Councillor Bob Stone, who has been involved in early recruitment discussions, added, “…it’s exciting and it’s much needed, especially with the future retirements that are about to come up. Need is growing, so I think this attraction brochure, website, whatever we’re actually trying to put together in collaboration with the docs and hospitals, hopefully we can secure some new docs in town. There are almost 1,400 people on the waitlist which is a whole lot of people that we know already are asking for docs and there’s probably a lot more. The need is there and probably growing.”

Mayor Karin Terziano said helping to get word out would be a “good fit” for the Town’s economic development and marketing departments.

van den Heuvel noted that physician shortages are not unique to Muskoka, citing a recent Toronto Star article which reported that fewer medical school graduates are choosing family medicine as their discipline.

In response to a comment from Councillor Tim Withey that physician recruitment isn’t a new thing, van den Heuvel said that what is new is “we’re going to start attacking this as a MAOHT. Within the OHT are several healthcare and community social service agencies that are working together, including the hospital, both family health teams, and the physicians… What’s different now is the pressure is on a little bit more to be able to really recruit at a more coordinated and larger scale…”

In a later conversation with Doppler, van den Heuvel said that a task force will be struck to address physician recruitment, and that the full need isn’t yet known⁠—there may be people on multiple waitlists, and the health team’s waitlist may not include everyone who is in need of a primary care provider.
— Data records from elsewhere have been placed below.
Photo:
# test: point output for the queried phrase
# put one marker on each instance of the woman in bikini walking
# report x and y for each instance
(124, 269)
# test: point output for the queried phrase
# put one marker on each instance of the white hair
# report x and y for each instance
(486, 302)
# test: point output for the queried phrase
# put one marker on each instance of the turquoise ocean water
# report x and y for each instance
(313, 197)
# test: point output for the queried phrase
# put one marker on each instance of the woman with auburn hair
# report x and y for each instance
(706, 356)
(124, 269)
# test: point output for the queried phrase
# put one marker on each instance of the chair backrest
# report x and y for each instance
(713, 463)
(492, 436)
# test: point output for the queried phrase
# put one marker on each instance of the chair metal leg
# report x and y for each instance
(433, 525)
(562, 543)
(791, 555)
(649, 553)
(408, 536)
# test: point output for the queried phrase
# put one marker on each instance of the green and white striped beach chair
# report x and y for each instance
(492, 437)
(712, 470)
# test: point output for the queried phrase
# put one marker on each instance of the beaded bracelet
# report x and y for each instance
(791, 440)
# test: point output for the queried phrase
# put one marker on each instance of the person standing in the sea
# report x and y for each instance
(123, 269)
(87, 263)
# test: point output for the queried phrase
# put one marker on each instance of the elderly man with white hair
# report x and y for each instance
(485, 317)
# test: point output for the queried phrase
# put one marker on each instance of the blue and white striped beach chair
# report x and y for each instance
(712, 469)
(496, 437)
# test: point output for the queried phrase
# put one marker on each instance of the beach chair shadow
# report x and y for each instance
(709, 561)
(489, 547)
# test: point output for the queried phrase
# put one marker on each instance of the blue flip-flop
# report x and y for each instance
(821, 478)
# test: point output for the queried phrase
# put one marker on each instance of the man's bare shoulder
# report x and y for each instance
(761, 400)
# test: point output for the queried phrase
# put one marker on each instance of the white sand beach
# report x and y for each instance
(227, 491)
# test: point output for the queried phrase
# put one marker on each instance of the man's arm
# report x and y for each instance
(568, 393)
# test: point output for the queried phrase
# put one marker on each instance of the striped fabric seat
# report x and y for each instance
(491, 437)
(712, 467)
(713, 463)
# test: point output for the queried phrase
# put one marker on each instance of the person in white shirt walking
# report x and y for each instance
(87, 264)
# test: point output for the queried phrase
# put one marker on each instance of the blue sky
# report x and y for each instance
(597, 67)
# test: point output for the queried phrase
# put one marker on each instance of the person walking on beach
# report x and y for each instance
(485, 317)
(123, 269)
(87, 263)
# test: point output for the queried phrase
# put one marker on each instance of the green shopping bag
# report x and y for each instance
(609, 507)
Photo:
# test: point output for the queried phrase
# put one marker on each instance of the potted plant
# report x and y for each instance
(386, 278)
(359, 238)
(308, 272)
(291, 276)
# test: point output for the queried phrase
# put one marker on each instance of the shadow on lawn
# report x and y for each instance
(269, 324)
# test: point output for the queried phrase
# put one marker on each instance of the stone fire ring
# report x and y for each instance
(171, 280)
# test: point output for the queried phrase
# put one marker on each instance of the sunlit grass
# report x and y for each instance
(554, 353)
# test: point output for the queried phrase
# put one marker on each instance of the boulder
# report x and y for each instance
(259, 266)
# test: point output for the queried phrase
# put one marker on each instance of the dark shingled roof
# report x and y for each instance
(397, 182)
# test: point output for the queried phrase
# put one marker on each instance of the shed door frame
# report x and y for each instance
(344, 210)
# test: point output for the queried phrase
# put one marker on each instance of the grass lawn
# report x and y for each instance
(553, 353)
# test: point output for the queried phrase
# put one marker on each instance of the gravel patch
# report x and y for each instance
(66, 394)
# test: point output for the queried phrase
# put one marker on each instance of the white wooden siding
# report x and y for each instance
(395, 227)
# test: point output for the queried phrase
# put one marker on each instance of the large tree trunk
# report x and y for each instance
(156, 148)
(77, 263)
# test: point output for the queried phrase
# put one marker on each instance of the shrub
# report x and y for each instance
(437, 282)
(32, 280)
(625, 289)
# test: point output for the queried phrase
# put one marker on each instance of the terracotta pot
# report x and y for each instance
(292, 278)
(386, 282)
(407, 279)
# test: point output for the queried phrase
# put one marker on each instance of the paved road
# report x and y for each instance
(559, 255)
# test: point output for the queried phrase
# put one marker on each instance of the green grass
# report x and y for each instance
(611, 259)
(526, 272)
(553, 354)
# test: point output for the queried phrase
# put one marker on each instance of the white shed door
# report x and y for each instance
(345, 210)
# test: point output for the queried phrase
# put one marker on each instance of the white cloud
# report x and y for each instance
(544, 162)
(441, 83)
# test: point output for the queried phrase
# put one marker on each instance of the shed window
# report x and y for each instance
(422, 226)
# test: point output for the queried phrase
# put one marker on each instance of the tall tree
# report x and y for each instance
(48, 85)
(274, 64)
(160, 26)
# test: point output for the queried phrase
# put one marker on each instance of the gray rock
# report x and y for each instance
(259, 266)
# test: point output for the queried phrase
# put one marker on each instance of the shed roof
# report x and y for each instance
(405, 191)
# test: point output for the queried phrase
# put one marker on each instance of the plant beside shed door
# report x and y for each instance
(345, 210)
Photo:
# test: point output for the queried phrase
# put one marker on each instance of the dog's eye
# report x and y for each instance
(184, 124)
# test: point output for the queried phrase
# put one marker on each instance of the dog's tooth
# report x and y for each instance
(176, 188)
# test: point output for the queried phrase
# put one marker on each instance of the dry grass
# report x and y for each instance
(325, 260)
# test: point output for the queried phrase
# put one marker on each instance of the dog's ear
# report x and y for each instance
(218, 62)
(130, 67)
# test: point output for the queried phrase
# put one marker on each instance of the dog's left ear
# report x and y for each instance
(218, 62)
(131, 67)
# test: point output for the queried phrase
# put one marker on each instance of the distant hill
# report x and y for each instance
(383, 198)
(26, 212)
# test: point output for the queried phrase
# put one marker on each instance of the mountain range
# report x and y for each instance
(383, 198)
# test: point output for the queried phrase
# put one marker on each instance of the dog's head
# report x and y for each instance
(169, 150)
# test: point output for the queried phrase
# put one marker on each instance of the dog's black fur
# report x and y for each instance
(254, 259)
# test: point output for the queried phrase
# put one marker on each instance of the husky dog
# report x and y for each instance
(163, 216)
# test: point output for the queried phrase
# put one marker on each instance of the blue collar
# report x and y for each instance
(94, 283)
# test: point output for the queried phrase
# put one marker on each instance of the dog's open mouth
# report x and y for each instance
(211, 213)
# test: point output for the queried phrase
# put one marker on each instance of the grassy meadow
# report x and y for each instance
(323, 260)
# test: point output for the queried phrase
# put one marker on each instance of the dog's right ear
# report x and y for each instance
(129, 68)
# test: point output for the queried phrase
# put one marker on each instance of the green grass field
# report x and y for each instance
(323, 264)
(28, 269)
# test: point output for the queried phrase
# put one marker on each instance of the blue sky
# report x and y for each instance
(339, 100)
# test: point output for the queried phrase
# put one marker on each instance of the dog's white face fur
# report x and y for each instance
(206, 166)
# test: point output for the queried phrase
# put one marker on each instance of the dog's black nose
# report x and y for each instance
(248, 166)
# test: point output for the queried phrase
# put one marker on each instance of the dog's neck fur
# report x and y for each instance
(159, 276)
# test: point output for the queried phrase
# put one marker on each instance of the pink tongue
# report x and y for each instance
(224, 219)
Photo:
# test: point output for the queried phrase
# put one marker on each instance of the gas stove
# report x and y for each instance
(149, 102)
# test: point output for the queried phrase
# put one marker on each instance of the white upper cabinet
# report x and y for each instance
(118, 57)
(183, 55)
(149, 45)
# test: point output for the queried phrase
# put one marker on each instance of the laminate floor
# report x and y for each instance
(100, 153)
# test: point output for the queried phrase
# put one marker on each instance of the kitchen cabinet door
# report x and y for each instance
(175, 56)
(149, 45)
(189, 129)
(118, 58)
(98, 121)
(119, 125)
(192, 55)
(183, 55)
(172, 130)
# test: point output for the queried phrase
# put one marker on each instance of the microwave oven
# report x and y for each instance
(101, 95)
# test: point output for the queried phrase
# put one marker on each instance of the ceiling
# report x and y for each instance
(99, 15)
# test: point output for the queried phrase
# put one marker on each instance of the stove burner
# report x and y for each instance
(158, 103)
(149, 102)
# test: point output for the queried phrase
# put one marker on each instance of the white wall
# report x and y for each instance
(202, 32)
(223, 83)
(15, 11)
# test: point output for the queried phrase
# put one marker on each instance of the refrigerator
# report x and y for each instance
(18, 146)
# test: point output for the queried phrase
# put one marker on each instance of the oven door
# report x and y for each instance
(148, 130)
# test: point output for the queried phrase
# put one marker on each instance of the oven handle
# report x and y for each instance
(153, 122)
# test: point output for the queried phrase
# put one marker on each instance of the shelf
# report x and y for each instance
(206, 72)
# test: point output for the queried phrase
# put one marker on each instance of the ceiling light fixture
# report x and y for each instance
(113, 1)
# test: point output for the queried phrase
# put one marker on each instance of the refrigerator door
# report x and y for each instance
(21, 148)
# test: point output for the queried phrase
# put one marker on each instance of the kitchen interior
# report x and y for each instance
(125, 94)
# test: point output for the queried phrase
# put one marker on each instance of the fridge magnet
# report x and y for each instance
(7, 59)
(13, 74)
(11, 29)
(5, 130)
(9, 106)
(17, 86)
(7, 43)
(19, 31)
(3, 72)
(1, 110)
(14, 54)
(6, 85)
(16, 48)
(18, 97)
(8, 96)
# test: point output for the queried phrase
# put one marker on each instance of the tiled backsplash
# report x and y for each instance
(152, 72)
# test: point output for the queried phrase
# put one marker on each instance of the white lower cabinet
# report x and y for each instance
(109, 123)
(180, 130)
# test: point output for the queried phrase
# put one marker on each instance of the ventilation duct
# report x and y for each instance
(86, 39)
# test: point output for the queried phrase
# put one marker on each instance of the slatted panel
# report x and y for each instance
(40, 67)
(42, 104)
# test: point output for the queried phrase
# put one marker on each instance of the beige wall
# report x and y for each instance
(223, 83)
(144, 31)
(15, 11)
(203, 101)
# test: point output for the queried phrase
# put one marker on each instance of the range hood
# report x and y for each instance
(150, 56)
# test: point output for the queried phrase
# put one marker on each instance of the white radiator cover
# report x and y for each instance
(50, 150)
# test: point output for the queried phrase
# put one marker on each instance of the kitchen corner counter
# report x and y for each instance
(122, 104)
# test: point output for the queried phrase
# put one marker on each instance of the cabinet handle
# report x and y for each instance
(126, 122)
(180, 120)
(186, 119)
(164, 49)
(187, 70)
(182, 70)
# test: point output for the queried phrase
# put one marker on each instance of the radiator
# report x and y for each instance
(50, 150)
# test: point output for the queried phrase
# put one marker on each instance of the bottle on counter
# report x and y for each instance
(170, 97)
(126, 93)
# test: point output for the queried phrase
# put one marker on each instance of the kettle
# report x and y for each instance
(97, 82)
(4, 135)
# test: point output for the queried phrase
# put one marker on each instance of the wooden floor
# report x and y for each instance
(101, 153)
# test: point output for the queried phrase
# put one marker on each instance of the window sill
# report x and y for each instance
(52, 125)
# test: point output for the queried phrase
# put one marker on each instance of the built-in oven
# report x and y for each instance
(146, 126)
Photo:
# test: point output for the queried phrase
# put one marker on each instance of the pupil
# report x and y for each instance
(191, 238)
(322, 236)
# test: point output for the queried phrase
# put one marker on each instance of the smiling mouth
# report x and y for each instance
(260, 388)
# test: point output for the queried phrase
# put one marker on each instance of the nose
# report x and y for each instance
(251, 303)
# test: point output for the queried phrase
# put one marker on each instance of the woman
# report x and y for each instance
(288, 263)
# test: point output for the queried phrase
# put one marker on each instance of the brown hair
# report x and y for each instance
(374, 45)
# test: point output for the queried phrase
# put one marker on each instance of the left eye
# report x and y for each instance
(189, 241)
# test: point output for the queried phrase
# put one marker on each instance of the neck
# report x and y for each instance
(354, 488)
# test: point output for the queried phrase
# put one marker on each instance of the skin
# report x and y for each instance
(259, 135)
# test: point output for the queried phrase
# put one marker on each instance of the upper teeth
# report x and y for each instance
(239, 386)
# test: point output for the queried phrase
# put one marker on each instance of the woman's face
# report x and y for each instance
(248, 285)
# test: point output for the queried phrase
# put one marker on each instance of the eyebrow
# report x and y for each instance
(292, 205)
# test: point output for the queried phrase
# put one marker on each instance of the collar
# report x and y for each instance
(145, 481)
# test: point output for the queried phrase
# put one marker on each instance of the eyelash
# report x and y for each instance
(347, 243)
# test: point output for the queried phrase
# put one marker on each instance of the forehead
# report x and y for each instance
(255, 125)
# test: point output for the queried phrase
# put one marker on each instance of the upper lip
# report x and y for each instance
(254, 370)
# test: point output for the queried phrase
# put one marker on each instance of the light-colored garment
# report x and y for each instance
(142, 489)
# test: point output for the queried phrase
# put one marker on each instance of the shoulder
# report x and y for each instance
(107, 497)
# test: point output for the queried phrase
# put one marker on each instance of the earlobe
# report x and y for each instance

“We appreciate there is some anxiety out there for those on the waitlist,” she said.

Dr. David Mathies, co-chair of the MAOHT collaborative steering committee, told Doppler that it is a large need that requires a more coordinated strategy than the previous ad hoc approach. But there won’t be a quick fix, he noted.

“It takes eight years to make a doctor,” said Dr. Mathies, adding that the recent announcement regarding hospital funding in Muskoka will be an attraction for future primary care providers. He asked those without a family physician or nurse practitioner to be patient while the MAOHT organizes its recruitment campaign and implements a strategy to fix the issue.

For those who are waiting for a primary care provider, Dr. Mathies said that some walk-ins clinics are available, and while not the most satisfactory option, hospital emergency departments are there if someone has a dire need for care. He advised anyone new to the area who has a primary care provider in another community to maintain that relationship for now. “I would love to be able to help everyone,” he said, but individual physicians and nurse practitioners can only do so much.

One of the ways the municipality and community will be able to help address the shortage is in helping to find jobs for the non-health care spouses of physicians and nurse practitioners, he added.

The MAOHT comprises 15 health and social services agencies including Algonquin Family Health Team, Cottage Country Family Health Team, Muskoka Algonquin Healthcare, the North Muskoka Nurse Practitioner-Led Clinic, family physicians, seniors’ organizations, the Canadian Mental Health Association, and Muskoka-Parry Sound Sexual Assault Services. It was one of the first Ontario Health Teams announced in December 2019 under the Province’s plan “to provide a new way of organizing and delivering care that is more connected to patients in their local communities.”

The OHT system is an integration exercise, said Dr. Mathies, which will break down the silos dividing different types of care and offer more of a “one-stop shop” for health care, ensuring that both health care providers and patients will be better able to access the services they need.